Now, the way I am designing my code to be used, this is not a scenario you would actually hit. You are supposed to use the code to create the very large single stylesheet from many smaller files, which are optimised in isolation as you go along.

(I’ll explain this design, and why it’s important, in more detail in a later post. And in the code’s documentation, once I get around to writing that too.)

That said, this scenario is bound to crop up. And I don’t want anyone bad-mouthing my code because “it never returns anything”. So I’ve implemented a threshold, and if the stylesheet has more than that threshold’s worth of properties, a third, even more suboptimal (subsuboptimal?) optimisation algorithm is used.

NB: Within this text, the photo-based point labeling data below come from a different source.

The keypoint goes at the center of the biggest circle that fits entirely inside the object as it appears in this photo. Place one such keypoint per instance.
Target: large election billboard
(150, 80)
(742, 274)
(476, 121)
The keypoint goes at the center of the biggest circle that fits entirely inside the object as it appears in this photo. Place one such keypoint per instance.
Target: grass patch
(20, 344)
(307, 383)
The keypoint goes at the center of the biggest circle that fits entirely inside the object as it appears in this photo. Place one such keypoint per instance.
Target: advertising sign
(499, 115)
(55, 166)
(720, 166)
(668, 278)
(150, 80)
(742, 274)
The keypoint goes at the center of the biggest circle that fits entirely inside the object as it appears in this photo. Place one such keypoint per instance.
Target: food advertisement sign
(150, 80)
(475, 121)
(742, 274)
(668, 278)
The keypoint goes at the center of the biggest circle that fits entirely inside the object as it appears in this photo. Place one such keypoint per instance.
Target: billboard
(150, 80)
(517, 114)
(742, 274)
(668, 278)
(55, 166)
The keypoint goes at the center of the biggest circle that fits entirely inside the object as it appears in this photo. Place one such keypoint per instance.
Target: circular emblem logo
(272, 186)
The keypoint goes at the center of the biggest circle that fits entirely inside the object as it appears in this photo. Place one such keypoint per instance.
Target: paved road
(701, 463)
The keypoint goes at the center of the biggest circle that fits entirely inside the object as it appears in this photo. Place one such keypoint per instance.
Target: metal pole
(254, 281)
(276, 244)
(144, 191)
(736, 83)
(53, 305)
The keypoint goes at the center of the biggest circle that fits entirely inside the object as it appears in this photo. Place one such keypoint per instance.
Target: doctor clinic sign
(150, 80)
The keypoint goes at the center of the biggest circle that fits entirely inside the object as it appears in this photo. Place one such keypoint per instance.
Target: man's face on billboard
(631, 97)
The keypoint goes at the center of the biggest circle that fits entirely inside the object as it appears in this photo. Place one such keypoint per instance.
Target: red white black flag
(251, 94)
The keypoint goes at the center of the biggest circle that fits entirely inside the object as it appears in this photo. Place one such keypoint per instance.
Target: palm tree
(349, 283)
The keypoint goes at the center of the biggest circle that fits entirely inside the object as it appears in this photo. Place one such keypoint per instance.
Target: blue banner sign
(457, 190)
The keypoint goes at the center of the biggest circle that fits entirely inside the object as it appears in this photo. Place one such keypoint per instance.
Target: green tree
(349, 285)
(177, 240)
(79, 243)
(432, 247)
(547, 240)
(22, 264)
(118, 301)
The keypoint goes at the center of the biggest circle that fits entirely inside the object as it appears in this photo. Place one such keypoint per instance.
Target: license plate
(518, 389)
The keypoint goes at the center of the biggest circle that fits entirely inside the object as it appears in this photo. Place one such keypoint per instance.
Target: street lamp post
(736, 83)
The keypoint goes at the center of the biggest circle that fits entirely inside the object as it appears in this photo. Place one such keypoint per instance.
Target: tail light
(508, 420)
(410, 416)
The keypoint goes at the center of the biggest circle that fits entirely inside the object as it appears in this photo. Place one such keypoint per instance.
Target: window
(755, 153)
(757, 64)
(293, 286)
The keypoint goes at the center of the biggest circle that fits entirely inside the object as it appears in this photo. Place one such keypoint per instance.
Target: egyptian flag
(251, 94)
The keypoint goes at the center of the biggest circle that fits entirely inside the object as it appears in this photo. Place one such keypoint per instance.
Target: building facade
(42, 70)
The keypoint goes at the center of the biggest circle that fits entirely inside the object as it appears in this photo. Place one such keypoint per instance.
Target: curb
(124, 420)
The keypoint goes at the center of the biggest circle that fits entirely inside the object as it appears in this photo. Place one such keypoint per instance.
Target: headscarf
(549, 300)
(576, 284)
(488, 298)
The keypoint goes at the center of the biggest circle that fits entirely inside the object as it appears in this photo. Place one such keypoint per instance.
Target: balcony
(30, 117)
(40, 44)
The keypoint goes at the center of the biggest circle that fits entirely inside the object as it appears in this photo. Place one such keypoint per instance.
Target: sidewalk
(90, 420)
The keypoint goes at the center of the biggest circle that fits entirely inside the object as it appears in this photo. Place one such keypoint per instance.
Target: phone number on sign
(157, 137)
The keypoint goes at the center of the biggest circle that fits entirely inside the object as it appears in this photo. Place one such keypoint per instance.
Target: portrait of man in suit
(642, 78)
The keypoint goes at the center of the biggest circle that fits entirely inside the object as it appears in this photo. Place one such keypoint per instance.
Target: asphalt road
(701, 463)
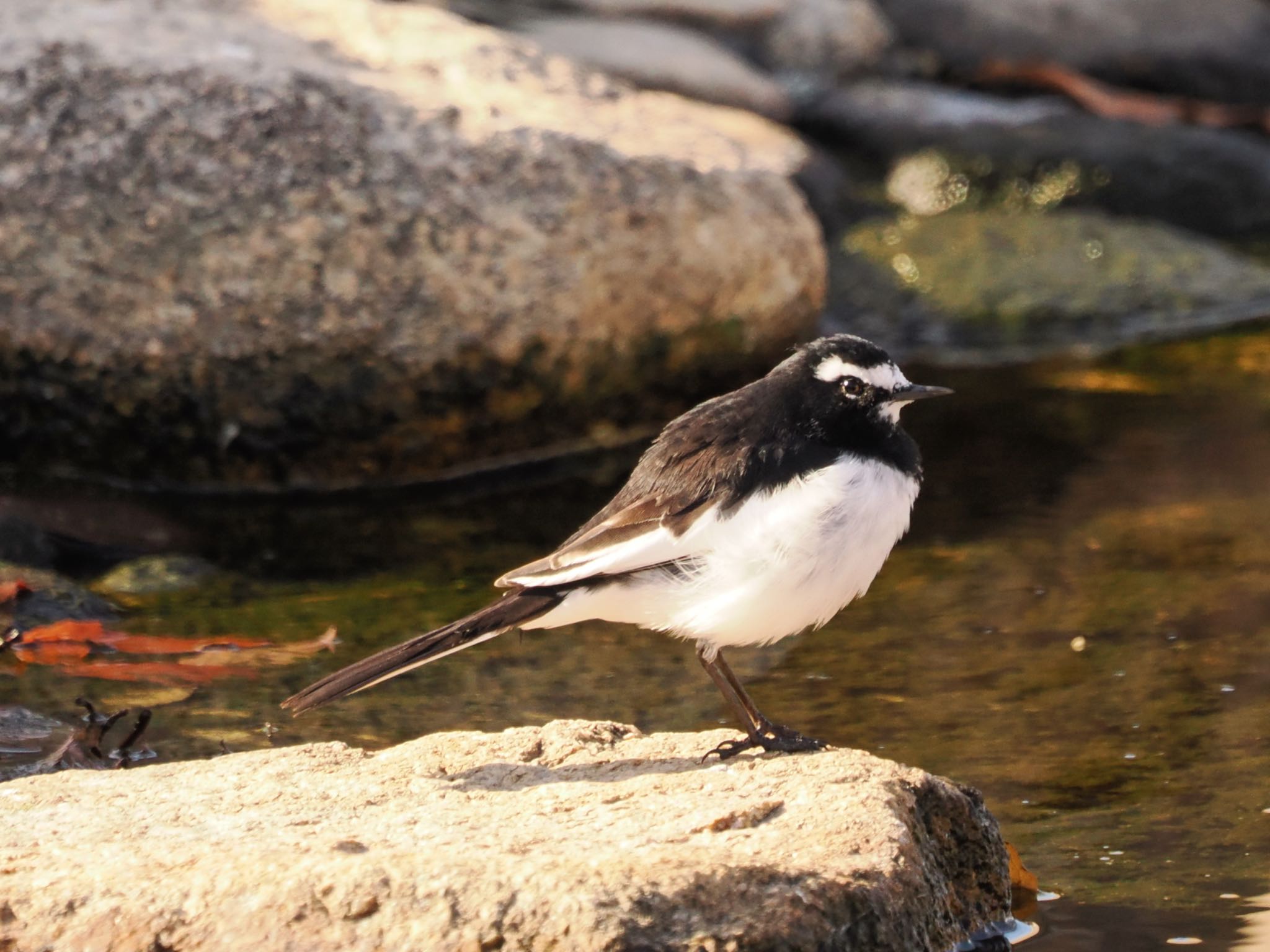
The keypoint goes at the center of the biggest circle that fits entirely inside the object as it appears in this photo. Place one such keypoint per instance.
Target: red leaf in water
(95, 633)
(156, 672)
(51, 651)
(164, 645)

All this does is group every pair by the selector, and then combine any selectors which have matching properties. This will miss many of the optimisations that could be had by taking apart a declaration block with many properties and combining those individual properties with other blocks instead. However, it will still create a significant saving in most large stylesheets.

Like last time, this suboptimal strategy runs in a tiny fraction (at least one ten-thousandth) of the time, and that against a time that wasn’t even a completed run against the stylesheet.

A working example

The sueddeutsche.de stylesheet I mentioned before is 231,641 bytes. There are around 300 comments, and plenty of both horizontal and vertical whitespace that can be trimmed. I ran this through both the YUI compressor and my code, to compare.

(If you examine the source to the CSS part of the YUI compressor it is quite simple, just a handful of regular expressions. It trims all excess whitespace; adds semicolons where they are missing at the end of declaration blocks; removes any units on zero-length values; shortens rgb() colour values to hex notation; and shortens 6-character hex colours to 3-character where possible.)

YUI gives a compressed version of 189,217 bytes, making it nearly 82% of the size, a saving of nearly one fifth. It also takes around two seconds to run on my MacBook Pro.

My version (which admittedly may still have problems, so this is only a rough guide to the savings possible) comes out at 160,321 bytes, making it under 70% of the size, a saving of over one quarter and nearly one third. This takes around four seconds.

And this is just the even quicker, even dirtier method. Imagine how much bandwidth could be saved by leaving computers crunching CSS—it could probably total a few megabytes per CPU year!